The celebrations start right in the entrance hall at Race Retro, powered by Motor Sport, as visitors will be welcomed to Warwickshire’s Stoneleigh Park by a 1948 Connaught, the car that started the manufacturer on the road that would bring them a Grand Prix win some 70 years ago.
Held from Friday 23 to Sunday 25 February, the Connaught made its debut at Poole Speed Trials, built for Kenneth McAlpine, and then went to Prescott in 1949, winning the up to 3litre Sports Car Class.
It was raced extensively by McApline from 1949-1951, winning at Ibsley, Blandford Camp, Boreham and Goodwood amongst other places.

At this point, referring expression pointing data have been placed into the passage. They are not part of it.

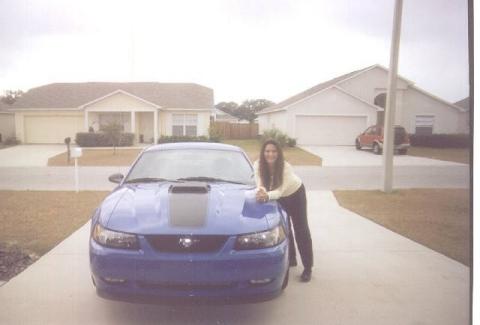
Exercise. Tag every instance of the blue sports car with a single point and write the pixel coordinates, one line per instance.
(184, 222)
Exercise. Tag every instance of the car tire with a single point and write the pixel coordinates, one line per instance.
(285, 280)
(358, 146)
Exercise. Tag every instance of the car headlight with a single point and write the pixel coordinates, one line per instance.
(114, 239)
(264, 239)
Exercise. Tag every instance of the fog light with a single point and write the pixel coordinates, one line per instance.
(113, 280)
(261, 281)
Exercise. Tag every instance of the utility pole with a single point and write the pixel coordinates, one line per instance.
(388, 132)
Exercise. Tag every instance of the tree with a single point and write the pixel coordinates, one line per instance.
(11, 96)
(113, 132)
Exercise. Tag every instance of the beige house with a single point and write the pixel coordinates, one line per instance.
(337, 111)
(50, 113)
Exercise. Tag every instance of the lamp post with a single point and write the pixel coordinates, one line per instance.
(391, 100)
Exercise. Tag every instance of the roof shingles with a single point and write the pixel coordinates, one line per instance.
(74, 95)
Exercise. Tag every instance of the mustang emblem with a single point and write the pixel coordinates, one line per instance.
(186, 242)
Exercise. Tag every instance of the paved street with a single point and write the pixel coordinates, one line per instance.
(363, 274)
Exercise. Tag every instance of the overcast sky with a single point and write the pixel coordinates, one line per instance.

The car also went to Chimay and came fourth in the first heat of the 1950 Grand Prix des Frontiers.
Based on a shortened Lea Francis frame and using a highly modified version of the Lea Francis 1800 cc engine, these L2 Connaught were good for 100mph + and gave up to 115 brake horse power.
Noted in period for superb handling, this car is noted as ‘The Car to Beat’ in Charles Mortimer's book Racing a Sports Car from the era and has been campaigned throughout its history, apart from a 15-year spell in an Australian Motoring Museum.
Connaught cars participated in 18 Grands Prix, entering a total of 52 races with its A, B, and C Type Formula 2 and Formula 1 Grand Prix Cars. Only achieving one podium, the team scored 17 championship points. The name Connaught was taken from a pun on Continental Autos, the garage in Send, Surrey, which specialised in sales and repair of European sports cars such as Bugatti, and where the cars were built.